Every run records a small set of metrics describing how much it cost to produce. These are the numbers surfaced on the site. The Test Cabinet does not reduce runs to a single score; the metrics exist to let viewers understand the resources a run consumed, not to rank implementations.

Run Time

The end to end wall clock time of a run must be recorded. Run time is the least important metric because it depends heavily on which underlying provider serves the request. It is recorded for completeness but should be presented as secondary.

Tokens

Token usage is the most meaningful resource metric. Every run must record the following normalized token classes:

Uncached input tokens — input tokens that were not served from the provider’s cache. If a harness reports input as input + cache_read, the cached reads must be subtracted so this value excludes them.
Cached input tokens — input tokens served from the provider’s cache. These are billed at a much lower rate than uncached input tokens, so they are tracked separately.
Output tokens — non reasoning output tokens. If a harness reports output as output + reasoning, the reasoning tokens must be subtracted so this value excludes them.
Reasoning tokens — internal reasoning tokens. These are billed as output tokens but are tracked separately because they are not useful output to a reader.

The agent harness layer is responsible for producing these normalized values from each harness’s raw reporting.

Cost

Every run must record cost two ways:

The comparable cost, the canonical figure shown on the site. By default it is computed from the per token prices that OpenRouter lists for the model used, rather than the exact charged amount, because OpenRouter may route a single model to different providers that price calls differently, which would make raw charged costs inconsistent between otherwise identical runs.
The actual cost charged for the run, recorded alongside the comparable cost for reference.

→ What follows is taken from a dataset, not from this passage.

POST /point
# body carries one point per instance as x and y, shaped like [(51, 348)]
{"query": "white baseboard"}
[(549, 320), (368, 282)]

Comparable cost is derived from the recorded token classes and the listed prices for uncached input, cached input, and output tokens, with reasoning tokens priced at the output rate.

Harness-reported cost

Some harnesses drive a single provider directly through an API key and report the exact cost of a run themselves — for example, Claude Code reports a total_cost_usd figure on its terminal result. When a harness reports its own cost, that figure is used for both the comparable and the actual cost, and the OpenRouter price lookup is skipped:

The reasoning behind the OpenRouter figure — normalizing away OpenRouter’s per-provider routing — does not apply to a harness that talks to one provider at one price, so its reported charge is already provider-stable and serves as the comparable figure directly.
These harnesses pass the provider’s native model ID (such as claude-sonnet-4-6), which is not guaranteed to appear in OpenRouter’s catalog, so an OpenRouter lookup would fail for them in any case.

The agent harness layer is responsible for extracting any reported cost from each harness’s output.